Rather than using Pamguard’s built in tools, it is also possible to specify events for your data using start and end times. To process your data this way, run processPgDetections with mode = 'time' and provide the event time data in the grouping argument. In this case all detections in the binary files between the start and end times will be included in your data.

Minimum Requirements

Event times can be provided either as a csv file or as a dataframe that is already loaded into R. In either case there are three required columns for each event: start, end, and id. The start and end columns must contain these times in UTC since this is the time that Pamguard works with, and the id column will be the id name for that event, these should be unique. Times can overlap, and you can specify as many events as you like.

NOTE: PAMpal needs the times to be in POSIXct, and will try to convert character dates appropriately. This can be tricky, especially when reading from csv files (Excel has a fun habit of automatically changing your date formatting). You can either do this conversion yourself first in R (if supplying a dataframe), or use the format argument to specify how the dates should be converted. If PAMpal tries to convert the date using format, it will print out the start time of your first event and ask you to confirm that it has been converted correctly. See ?strptime for more details on how format should be specified.

NOTE: The id column should not be used for species id, it should be a unique id to label each event. See below for species identification.

Optional Columns

There are also three optional columns you can provide: species, db, and sr. The species column is simply used to assign a species id to a specific event, if it is known (this is entirely optional).

The db and sr columns are slightly more complicated, and usually do not need to be provided manually. PAMpal uses the Pamguard database to match the appropriate sample rate to a detection based on the time of the detection.
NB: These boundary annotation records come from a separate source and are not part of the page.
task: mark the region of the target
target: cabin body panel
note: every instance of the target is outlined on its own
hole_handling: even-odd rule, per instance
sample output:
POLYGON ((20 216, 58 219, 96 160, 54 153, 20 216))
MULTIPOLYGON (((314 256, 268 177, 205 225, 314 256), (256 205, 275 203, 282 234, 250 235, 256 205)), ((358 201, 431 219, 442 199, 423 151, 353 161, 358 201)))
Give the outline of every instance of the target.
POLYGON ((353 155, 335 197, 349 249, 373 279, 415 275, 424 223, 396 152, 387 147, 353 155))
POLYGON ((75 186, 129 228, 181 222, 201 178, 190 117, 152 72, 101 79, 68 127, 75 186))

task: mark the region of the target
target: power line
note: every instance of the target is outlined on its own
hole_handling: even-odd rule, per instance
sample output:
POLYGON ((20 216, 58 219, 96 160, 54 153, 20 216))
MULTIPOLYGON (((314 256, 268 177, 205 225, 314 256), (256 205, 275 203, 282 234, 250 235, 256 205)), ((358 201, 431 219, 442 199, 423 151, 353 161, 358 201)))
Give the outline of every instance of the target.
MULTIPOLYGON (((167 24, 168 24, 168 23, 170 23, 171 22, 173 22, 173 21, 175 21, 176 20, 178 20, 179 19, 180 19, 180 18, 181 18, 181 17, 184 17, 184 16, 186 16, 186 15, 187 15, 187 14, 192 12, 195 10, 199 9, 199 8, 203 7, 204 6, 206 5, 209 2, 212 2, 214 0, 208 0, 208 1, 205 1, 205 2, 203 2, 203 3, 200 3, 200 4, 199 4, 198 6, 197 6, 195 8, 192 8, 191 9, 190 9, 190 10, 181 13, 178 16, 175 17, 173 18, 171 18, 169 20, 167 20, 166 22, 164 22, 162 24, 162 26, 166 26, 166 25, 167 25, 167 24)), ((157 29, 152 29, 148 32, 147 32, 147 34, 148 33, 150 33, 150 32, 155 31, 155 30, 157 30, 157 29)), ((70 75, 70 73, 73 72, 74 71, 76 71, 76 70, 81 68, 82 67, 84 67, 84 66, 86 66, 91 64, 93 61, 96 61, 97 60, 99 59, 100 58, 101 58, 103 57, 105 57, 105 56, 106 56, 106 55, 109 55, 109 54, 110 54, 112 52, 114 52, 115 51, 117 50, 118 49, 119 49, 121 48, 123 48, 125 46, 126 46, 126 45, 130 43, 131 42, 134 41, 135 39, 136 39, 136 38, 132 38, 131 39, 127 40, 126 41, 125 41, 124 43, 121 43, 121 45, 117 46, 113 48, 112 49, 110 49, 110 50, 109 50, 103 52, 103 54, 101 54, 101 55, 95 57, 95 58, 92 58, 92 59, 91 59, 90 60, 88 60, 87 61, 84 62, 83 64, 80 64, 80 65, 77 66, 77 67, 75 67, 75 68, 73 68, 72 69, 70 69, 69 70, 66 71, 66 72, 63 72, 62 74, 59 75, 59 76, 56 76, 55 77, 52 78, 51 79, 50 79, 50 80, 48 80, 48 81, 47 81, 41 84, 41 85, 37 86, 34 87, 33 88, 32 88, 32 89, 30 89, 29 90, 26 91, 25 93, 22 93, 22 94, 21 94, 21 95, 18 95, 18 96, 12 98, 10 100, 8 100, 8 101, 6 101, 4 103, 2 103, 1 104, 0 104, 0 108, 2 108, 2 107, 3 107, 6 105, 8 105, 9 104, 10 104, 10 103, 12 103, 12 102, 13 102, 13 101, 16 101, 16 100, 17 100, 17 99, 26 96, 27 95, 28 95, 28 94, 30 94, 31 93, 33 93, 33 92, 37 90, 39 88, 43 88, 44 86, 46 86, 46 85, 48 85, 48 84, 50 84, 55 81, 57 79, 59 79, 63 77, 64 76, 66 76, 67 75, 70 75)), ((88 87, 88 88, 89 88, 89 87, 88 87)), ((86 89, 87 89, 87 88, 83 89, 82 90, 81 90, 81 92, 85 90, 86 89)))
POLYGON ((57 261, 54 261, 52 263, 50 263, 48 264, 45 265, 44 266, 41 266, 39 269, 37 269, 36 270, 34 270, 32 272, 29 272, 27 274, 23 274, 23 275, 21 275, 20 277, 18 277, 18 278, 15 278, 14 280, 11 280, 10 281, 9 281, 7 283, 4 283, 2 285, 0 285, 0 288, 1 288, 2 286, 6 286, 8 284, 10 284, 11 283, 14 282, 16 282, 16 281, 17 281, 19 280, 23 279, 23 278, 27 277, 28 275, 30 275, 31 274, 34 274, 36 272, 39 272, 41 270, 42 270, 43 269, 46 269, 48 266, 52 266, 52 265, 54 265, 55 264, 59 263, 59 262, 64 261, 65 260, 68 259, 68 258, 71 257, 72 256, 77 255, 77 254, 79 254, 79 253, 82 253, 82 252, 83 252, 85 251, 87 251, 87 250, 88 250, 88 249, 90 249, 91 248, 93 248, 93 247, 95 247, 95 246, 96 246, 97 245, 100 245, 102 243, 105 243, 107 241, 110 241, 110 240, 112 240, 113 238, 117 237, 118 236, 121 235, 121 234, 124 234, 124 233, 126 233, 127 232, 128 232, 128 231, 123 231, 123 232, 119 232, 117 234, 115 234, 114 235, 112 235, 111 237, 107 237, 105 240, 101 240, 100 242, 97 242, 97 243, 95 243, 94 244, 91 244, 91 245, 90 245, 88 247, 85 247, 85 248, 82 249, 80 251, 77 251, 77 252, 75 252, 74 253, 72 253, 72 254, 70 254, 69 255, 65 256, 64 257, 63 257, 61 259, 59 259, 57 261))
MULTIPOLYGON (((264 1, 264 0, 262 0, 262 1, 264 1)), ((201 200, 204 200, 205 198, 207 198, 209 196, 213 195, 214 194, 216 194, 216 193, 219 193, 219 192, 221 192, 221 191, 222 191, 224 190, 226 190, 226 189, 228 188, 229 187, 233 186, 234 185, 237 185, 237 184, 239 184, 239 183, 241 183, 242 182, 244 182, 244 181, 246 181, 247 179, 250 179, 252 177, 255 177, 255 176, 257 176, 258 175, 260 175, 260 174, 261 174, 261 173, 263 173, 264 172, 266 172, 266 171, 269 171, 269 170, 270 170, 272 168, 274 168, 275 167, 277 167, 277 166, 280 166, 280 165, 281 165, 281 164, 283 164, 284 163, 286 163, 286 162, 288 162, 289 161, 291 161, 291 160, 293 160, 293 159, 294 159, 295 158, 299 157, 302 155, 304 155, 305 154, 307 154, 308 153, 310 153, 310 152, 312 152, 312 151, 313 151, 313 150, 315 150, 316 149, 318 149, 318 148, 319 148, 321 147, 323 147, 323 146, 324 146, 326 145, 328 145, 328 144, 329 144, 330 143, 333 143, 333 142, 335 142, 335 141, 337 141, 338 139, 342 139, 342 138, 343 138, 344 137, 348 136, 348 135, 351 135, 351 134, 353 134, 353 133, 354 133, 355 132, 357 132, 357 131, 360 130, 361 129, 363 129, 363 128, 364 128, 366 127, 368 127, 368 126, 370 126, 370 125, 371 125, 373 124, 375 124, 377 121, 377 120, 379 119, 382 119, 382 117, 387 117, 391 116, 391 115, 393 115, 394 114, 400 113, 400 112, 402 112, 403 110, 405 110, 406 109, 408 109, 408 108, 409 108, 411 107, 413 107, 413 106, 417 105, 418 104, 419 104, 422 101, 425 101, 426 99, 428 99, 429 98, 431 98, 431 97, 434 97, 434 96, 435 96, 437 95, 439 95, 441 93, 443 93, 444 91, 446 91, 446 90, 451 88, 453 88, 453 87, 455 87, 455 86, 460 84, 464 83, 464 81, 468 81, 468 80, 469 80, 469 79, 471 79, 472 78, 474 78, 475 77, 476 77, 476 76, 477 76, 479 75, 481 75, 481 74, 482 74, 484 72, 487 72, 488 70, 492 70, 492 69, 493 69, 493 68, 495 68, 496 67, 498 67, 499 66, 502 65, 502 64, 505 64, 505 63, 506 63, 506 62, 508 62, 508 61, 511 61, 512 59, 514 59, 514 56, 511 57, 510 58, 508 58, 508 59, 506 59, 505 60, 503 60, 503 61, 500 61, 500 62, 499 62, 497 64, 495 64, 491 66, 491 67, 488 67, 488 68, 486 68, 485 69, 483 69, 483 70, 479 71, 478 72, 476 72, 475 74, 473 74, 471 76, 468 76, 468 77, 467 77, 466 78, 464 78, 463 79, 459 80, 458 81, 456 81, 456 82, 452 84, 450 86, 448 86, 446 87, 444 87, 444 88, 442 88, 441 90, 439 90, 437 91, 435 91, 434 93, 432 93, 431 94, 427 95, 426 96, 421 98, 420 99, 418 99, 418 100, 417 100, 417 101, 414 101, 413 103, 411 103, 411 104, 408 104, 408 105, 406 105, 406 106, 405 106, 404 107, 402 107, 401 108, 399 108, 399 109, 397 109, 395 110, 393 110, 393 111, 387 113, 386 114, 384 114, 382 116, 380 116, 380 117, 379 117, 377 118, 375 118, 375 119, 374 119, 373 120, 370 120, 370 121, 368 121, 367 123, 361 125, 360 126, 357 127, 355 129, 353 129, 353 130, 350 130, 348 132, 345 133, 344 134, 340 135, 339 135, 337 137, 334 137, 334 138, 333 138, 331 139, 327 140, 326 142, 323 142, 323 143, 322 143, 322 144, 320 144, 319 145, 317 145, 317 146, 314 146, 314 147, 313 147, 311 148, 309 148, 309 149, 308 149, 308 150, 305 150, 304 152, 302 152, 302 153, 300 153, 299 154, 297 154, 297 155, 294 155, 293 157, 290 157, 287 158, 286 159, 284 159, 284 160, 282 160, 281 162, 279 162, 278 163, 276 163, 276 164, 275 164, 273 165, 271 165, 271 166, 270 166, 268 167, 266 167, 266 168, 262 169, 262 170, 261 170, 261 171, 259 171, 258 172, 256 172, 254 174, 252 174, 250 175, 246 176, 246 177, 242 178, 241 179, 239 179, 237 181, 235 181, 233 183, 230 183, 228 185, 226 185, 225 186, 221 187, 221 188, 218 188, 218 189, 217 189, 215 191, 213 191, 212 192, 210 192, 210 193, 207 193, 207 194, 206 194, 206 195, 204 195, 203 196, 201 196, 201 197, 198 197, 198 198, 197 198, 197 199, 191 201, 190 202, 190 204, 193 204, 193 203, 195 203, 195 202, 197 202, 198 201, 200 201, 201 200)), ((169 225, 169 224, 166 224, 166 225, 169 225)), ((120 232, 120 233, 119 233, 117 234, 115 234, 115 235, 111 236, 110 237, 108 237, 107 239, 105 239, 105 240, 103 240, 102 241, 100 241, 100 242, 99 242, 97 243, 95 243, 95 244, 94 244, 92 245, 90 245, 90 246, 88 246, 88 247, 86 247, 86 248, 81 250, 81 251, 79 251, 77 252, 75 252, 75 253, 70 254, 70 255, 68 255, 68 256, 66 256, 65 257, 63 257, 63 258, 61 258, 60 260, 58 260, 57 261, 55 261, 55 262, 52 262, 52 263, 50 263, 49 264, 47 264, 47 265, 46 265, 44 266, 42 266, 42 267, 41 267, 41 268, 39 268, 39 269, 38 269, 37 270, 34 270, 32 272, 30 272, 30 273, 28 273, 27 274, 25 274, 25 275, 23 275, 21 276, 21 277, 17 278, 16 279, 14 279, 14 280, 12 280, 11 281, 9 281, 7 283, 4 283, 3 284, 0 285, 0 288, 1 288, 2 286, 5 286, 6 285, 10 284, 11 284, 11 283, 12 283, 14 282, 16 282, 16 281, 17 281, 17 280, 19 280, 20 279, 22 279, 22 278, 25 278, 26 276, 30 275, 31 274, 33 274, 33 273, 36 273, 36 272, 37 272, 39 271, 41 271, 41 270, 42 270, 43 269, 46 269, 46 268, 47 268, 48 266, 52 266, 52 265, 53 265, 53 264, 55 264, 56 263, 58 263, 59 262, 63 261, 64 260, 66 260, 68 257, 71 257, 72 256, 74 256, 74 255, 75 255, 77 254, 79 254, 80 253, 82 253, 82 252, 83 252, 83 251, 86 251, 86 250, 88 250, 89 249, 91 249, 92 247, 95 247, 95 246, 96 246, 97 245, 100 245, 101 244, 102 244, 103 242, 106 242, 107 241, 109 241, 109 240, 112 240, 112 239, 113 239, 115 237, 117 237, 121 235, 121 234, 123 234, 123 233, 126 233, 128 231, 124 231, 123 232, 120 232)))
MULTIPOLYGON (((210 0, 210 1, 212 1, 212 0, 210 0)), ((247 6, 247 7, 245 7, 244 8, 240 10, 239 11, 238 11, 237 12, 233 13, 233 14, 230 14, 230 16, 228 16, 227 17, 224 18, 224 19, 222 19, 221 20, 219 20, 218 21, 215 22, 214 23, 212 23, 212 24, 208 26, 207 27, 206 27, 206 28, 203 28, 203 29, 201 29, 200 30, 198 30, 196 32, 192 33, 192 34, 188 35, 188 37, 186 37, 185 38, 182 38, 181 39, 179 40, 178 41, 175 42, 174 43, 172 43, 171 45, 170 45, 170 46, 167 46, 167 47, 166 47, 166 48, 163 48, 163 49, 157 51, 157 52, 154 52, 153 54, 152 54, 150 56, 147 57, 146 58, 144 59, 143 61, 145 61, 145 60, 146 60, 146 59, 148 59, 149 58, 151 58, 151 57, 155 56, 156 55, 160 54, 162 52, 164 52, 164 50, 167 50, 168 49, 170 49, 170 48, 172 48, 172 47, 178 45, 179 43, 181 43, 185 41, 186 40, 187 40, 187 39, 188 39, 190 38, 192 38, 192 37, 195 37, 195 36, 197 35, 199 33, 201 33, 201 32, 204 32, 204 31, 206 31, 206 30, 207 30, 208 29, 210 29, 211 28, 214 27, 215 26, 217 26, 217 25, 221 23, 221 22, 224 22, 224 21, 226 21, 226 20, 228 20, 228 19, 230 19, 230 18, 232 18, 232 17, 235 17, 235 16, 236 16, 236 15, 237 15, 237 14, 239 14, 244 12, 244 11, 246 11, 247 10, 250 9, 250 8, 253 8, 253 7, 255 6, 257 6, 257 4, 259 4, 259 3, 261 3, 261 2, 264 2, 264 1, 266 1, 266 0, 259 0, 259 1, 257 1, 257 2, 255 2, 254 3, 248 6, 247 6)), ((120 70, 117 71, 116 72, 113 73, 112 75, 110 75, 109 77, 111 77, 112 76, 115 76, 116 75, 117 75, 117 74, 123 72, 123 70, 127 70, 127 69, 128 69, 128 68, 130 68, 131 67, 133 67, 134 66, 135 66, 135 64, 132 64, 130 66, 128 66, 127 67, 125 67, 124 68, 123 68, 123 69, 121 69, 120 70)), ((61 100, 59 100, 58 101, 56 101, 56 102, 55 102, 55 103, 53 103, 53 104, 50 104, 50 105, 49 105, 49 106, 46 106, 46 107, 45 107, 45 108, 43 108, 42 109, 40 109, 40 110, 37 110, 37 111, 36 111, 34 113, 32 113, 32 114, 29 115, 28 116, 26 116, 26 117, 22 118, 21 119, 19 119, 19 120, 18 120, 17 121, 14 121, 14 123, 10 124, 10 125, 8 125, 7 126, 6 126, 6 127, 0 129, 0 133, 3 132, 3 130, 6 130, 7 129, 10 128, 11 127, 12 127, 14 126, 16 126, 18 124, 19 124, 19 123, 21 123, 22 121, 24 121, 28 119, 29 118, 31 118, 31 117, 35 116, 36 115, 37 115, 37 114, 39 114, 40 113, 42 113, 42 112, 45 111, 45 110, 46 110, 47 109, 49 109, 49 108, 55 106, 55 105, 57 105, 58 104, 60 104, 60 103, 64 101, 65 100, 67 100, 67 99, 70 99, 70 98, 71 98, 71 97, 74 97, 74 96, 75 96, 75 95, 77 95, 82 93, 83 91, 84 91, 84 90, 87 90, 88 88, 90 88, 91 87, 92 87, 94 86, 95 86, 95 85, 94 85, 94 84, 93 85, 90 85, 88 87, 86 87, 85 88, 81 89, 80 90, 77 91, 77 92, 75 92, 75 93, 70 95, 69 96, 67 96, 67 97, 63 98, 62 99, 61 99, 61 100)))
Since you can add multiple databases to one study, PAMpal needs to sort out which databases belong to which events.

It will attempt to do this based on the times of the events and the times in the Sound_Acquisition table of the databases (this is currently the only table that has any relevant time information), and if it isn’t able to sort it out you will be prompted to select which event belongs to which database (this will happen if you have two databases with overlapping time coverage, for example). If no database matches an event (rare), then you will also be asked to supply the sample rate (in hertz) to use for all detections in that event.

PAMpal will save all of these database and samplerate selections, and the full grouping dataframe used is stored in your resulting AcousticStudy object. You can take a look, with the following code:

myStudy <- processPgDetections(myPps, mode='time', grouping=myGrouping)
ancillary(myStudy)$grouping

And if you need to run this same data again in the future you can provide this grouping file to avoid having to select databases again:

newStudy <- processPgDetections(myPps, mode='time', grouping=ancillary(myStudy)$grouping)

All Other Columns

Any other columns in your event grouping file will not be used for anything by PAMpal, but they will be stored with the AcousticStudy object in case there is other useful information there you wish to keep. The entire row of the grouping file for each event is stored in the ancillary slot of each AcousticEvent, similar to how the full grouping dataframe is stored in the AcousticStudy.

# This is just the relevant row for the first event
oneEventGrouping <- ancillary(myStudy[[1]])$grouping

One example of why you might want to do this is with the dataframe created by the readSpecAnno function from the PAMmisc package. This function reads in the Spectrogram Annotation tables from a database, and these tables contain frequency bounds fmin and fmax for your annotated boxes. When using this table to processPgDetections with mode='time', the frequency limits are not used to filter out detections outside of that frequency range, but you can access them later and use PAMpal’s filter function to remove detections outside those frequency ranges if desired.

# This contains columns id, start, and end by default
sa <- readSpecAnno(db)
myStudy <- processPgDetections(myPps, mode='time', grouping=sa)
# Now we can use the stored grouping information to filter
filtStudy <- myStudy
for(i in seq_along(events(filtStudy))) {
    # Read out the grouping info for each event, which has fmin and fmax
    thisGrouping <- ancillary(filtStudy[[i]])$grouping
    # Filter using whistle detection parameters freqBeg and freqEnd (Hz)
    # and click detections using peak (kHz)
    filtStudy[[i]] <- filter(filtStudy[[i]],
                            freqBeg > thisGrouping$fmin,
                            freqBeg < thisGrouping$fmax,
                            freqEnd > thisGrouping$fmin,
                            freqBeg < thisGrouping$fmax,
                            peak > thisGrouping$fmin / 1e3,
                            peak < thisGrouping$fmax / 1e3,
                            UTC + duration < thisGrouping$end)
}